The union has worked hard over the years to increase SEC compensation, but SEC employees understand that there are limits upon what we can be paid as public employees. Decent benefits would go a long way towards ameliorating the pay issue, especially when carefully calibrated to improve work-life balance and employees’ financial bottom line. That is why pension equity, student loan repayment increases, annual leave, and increased telework flexibility are all vital tools to retain and recruit talented staff.
The union has made concrete proposals to address each of these areas and thus strengthen the Commission’s ability to remain competitive in a difficult job market at a reasonable cost. So far, Chair Gensler has been unwilling to seriously consider any of these proposals. We are concerned that his continued opposition to his employees’ needs will exacerbate the substantial headwinds already faced by the SEC in hiring and retention.

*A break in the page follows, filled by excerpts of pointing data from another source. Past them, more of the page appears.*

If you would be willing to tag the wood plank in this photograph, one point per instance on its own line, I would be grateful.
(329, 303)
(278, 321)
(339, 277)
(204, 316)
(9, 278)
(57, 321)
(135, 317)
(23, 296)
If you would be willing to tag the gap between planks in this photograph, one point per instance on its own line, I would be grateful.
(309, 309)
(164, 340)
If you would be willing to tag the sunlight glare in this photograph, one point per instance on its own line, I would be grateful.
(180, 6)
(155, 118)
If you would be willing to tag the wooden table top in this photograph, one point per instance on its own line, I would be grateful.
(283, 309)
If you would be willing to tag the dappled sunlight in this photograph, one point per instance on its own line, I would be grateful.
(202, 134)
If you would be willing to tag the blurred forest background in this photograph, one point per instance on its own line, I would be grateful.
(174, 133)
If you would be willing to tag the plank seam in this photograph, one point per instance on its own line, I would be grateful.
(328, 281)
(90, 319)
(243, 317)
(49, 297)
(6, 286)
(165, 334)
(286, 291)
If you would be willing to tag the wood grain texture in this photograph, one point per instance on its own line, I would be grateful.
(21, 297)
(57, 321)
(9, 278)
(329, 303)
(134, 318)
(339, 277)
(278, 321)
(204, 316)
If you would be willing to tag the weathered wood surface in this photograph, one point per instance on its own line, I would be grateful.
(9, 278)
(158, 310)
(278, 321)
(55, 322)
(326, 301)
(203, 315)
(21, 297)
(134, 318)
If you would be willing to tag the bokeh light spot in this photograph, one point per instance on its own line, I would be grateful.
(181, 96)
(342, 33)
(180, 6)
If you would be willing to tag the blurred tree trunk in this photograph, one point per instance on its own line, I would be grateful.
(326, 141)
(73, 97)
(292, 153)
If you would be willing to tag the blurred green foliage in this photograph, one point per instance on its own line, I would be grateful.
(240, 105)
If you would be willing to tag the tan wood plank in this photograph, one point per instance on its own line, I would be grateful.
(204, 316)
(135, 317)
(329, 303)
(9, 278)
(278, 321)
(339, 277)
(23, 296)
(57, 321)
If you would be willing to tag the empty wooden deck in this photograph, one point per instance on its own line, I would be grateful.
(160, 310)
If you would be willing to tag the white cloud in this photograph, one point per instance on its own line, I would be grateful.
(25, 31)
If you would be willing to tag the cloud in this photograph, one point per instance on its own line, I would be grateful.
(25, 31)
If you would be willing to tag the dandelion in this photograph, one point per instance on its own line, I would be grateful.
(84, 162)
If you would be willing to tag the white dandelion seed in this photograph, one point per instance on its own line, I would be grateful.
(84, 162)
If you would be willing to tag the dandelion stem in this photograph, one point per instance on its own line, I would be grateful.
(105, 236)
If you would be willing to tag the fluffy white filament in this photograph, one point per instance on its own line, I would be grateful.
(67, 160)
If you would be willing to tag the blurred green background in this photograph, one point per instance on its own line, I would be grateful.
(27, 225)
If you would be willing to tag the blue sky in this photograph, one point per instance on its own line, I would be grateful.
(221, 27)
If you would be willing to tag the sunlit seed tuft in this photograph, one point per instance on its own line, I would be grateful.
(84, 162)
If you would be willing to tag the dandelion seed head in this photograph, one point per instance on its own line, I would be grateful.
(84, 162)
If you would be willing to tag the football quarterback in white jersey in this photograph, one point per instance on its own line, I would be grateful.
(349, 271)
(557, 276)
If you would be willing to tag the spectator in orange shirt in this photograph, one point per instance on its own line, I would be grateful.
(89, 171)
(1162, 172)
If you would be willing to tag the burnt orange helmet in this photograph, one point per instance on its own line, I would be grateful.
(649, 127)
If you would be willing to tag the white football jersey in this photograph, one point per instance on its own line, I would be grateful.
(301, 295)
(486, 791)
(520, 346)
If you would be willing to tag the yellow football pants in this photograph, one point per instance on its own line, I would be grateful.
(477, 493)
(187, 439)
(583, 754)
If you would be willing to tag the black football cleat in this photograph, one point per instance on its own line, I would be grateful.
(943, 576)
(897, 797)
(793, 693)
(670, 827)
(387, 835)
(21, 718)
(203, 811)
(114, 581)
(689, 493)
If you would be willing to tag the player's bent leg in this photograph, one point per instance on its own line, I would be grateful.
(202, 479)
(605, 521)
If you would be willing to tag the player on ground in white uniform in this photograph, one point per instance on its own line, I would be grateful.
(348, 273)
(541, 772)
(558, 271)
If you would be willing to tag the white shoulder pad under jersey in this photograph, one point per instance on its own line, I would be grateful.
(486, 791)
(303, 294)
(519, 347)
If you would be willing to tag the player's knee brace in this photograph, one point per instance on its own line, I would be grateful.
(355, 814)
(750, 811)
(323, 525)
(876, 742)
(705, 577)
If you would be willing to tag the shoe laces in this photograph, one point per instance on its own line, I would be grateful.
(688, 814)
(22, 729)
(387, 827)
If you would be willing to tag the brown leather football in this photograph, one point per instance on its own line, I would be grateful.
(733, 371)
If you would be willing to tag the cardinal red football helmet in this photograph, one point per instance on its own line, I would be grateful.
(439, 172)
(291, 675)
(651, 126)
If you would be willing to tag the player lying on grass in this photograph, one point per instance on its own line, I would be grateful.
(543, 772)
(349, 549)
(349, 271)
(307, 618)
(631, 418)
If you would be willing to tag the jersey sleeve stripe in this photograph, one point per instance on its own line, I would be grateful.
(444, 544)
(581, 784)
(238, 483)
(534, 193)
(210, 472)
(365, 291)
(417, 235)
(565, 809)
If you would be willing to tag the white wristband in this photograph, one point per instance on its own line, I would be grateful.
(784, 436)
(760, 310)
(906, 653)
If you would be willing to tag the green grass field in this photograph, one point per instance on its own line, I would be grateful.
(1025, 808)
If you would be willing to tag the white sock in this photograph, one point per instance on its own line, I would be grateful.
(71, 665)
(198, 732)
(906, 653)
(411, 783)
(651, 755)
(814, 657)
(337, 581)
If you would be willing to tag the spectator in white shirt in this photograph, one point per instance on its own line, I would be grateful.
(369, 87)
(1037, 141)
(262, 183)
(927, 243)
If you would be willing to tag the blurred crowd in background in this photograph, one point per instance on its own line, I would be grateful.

“Given Chair Gensler’s reputation as a hard-charging securities regulator, it is ironic that his human capital policies will likely make the SEC less and less attractive as a place to work,” NTEU Chapter 293 President Greg Gilman said today. “Leading a federal regulatory agency is not just about promulgating the right rules,” he went on to say. “It is also about being a steward of the organization and ensuring that it remains an attractive place for talented people to want to work in the future.”
The SEC is at a crossroads. Now more than ever, we need to recruit and retain highly qualified professionals to meet our crucial mission requirements for the American people. What is fundamentally at issue in our CBA negotiations is whether, during a pro-public service administration, Chair Gensler will rise to meet this obvious challenge during his tenure at the SEC, or instead leave behind a regulatory agency that is less equipped to meet the challenges of the twenty first century.